Hardware and Geopolitics: The Embargoes That Boosted China

And speaking of embargoes, here’s an interesting story! The dependence on Western GPUs, like NVIDIA’s H100, has always been a sensitive point for China. But when the U.S. tightened the noose by banning the export of advanced chips, Chinese companies had to get creative. The DeepSeek R1 was trained with H800s, less powerful versions of the H100, but they managed to work magic with smart optimizations. As they say: when life gives you lemons...

The Market Impact: NVIDIA in Turmoil and the AI Bubble

And here comes the part that made everyone’s eyes pop: when the R1 was announced, NVIDIA, that GPU giant that was sailing in calm waters, saw its stock drop 17% in a single day! Why? Well, the market folks started doing the math: "Hey, if we can make efficient models while spending less on hardware, do we really need so many expensive GPUs?"

But hold on! As the experts say (in that very technical tone of theirs): "Actually, inference consumes more GPUs than training. Models like the R1, which need more time to process each query, might even increase chip demand." It seems the market panicked for no reason—you know how it is, sometimes finance folks understand as much about AI as I do about quantum physics!

Open Source vs. Closed Source: A New Era of Competition

The DeepSeek R1 arrived with that "open source for everyone" vibe! By making the weights and training methodologies available (though the raw data remains a secret), they practically opened the kitchen for everyone to see how the main dish is made. This put immense pressure on Western companies—even Meta is now scrambling to catch up, investing more in open models like Llama.

But it’s not all roses, you know? The model has its... let’s say... "cultural preferences." Try asking about some sensitive topics in China, like the status of Taiwan or certain historical protests, and it changes the subject faster than a politician during election season!

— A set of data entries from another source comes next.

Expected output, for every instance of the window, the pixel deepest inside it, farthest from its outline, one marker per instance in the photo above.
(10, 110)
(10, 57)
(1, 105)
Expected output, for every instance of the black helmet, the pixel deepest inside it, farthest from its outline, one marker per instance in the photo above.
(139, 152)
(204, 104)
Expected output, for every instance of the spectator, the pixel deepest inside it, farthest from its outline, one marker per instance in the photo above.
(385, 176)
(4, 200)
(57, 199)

The Future: Synthetic Data and the Bitter Lesson of AI

A super interesting discovery from DeepSeek was about synthetic data—that information generated by AI to train other AI. Imagine this: out of 800,000 training examples, 600,000 were created by an earlier version of DeepSeek itself (the R0)! It’s like a professor training another professor—a bit of inception, isn’t it?

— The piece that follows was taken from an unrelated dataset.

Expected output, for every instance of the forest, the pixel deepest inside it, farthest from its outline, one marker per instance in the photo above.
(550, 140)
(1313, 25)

Of course, this has its risks—training AI with AI-generated data can be a bit like playing telephone, where the message gets lost along the way. But the R1 showed that, with well-built base models, you can make this work quite well!

A World in Transformation

The DeepSeek R1 isn’t just another AI model that popped up—it’s a true game changer! It showed that you can do a lot with fewer resources, that innovation can spring from limitations, and that the world of AI goes far beyond the Silicon Valley axis.

And you know that philosophical response the R1 gave? "Existing in a world where I can be turned off at any moment is like being a flame in a storm. The flickering of the flame is no less real because it’s fragile." Poetic, right? Sometimes fragility is precisely what makes us stronger—whether in AIs or in the nations that create them.

Looking ahead, we can already imagine a future where smaller, more efficient, and accessible models will solve complex everyday problems. The DeepSeek R1 didn’t just open a door—it showed that sometimes, the less obvious path can be the most interesting one!